Bir annenin mutluluğunun en büyük kaynağı çocuğudur. Ancak mutlu olmanın tek kaynağı çocuğu değildir, olmamalıdır da. Çünkü o, en başta bir kadın ve insandır. Bu nedenle annelik rolünün dışında da beslenmesi gereken yönleri vardır. Bunların göz ardı edilmesi bazı şeylerin eksik kalmasına neden olur ve bu eksiklik bir süre sonra mutsuzluğa yol açar. Bir kişinin mutlu olması için bütün ihtiyaçlarının biraz da olsa karşılanabiliyor olması gerekir.
Mutlu İnsan Mutlu Anne
Mutlu biri demek her saniye etrafına gülücükler saçan, yüksek enerjisiyle etrafına pozitif enerji gönderen kişi demek değildir. Mutlu biri kendisini seven, kendisine değer veren, şefkat gösteren ve birey olabilen kişidir. Mutlu olan biri çevresini de mutlu eder. Bu durum anneler için de geçerlidir.

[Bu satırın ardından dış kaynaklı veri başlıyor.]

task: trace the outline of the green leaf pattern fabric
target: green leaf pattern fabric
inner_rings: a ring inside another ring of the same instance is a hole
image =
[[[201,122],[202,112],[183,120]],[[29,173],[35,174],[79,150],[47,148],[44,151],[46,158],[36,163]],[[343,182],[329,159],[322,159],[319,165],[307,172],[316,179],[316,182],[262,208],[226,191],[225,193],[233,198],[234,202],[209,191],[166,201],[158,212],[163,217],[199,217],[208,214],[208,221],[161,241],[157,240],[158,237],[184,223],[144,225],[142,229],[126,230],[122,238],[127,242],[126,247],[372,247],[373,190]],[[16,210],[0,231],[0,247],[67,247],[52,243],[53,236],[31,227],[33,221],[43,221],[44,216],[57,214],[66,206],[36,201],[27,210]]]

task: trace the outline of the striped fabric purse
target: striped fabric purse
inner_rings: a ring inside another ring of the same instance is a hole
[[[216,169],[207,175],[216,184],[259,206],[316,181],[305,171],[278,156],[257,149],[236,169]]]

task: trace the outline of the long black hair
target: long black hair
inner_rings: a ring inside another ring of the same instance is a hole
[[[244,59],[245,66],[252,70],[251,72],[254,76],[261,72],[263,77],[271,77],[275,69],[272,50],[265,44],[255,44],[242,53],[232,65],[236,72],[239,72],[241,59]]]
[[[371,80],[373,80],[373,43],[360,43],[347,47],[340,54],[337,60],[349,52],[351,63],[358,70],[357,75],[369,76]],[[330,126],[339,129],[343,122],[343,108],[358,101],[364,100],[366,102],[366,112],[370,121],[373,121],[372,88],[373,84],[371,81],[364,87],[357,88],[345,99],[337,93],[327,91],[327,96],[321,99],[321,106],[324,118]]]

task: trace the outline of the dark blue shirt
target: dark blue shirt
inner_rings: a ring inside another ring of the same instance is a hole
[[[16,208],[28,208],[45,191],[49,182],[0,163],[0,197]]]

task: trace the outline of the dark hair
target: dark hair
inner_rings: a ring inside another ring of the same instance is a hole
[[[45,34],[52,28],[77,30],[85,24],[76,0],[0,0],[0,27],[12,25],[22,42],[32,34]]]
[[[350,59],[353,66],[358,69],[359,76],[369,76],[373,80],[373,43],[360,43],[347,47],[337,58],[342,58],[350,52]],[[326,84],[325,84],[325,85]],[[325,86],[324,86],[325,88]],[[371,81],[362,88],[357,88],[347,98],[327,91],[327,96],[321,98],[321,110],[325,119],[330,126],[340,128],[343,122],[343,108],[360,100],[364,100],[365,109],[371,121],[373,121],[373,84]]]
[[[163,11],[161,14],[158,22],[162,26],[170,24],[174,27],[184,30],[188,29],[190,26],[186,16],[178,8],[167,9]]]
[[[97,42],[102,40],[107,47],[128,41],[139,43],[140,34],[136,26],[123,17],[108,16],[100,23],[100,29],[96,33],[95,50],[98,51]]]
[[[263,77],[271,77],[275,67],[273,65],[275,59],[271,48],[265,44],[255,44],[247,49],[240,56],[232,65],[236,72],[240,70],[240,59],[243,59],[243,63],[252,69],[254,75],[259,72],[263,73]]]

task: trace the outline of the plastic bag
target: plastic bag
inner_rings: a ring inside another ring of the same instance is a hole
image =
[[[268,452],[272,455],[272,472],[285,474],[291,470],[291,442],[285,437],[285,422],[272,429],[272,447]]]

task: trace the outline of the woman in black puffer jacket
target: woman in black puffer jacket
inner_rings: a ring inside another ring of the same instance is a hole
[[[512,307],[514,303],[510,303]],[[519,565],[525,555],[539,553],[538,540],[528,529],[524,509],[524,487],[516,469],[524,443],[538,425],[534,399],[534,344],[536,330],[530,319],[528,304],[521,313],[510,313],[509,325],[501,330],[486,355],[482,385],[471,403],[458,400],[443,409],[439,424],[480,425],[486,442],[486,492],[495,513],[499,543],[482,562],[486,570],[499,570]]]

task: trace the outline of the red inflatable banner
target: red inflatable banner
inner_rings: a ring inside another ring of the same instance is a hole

Bir anne kendisini sevdiği zaman içi sevgi dolu olur. Çocuğunu sevmenin ötesinde onu sevgiyle sarıp sarmalar. Çünkü kendisinin de çevresi sevgiyle sarılmıştır, sevginin ne olduğunu çok iyi biliyordur. Kendisini sevebildiği için başkasını da nasıl seveceğini çok iyi bilir. Çocuk da bunu çok net bir şekilde hisseder ve alır. Sevildiğini hisseden çocuk, kendisini sevilebilen biri olarak görür. Sonuçta o da kendisini sever.
Kendisine değer veren bir anne, kendi ihtiyaçlarını görebilen biridir. Bu ihtiyaçlarının farkında olan ve nasıl karşılayacağını bilen kişidir. Kendi ihtiyaçlarını gören, onları göz ardı etmeyen bir anne, çocuğunun ihtiyaçlarını da görür, onları nasıl karşılaması gerektiğini, nasıl tamamlayacağını bilir. Çünkü ihtiyaçlarının farkındadır. Çünkü en başta kendisinden biliyordur bu ihtiyaçları. Bu sayede bunlar gözden kaçmaz. Sadece fiziksel ihtiyaçlar değil, duygusal ihtiyaçlar da aynı şekilde karşılanır.
Kendisine şefkat gösterebilen anne, sadece doğru ya da yanlışların olmadığını bilir. Hataların olabileceğini, en önemlisi affetmeyi bilir. Bunu bazen en zor olabilen kişide, kendisinde başarabilen anne, çocuğuna da şefkat besler. Çocuğunu da hatalarıyla kabul eder, hata yapmasına izin verir. Kendisini hatalarıyla kabul edebilen bir annenin varlığı çocuk için en büyük mutluluklardan birisidir.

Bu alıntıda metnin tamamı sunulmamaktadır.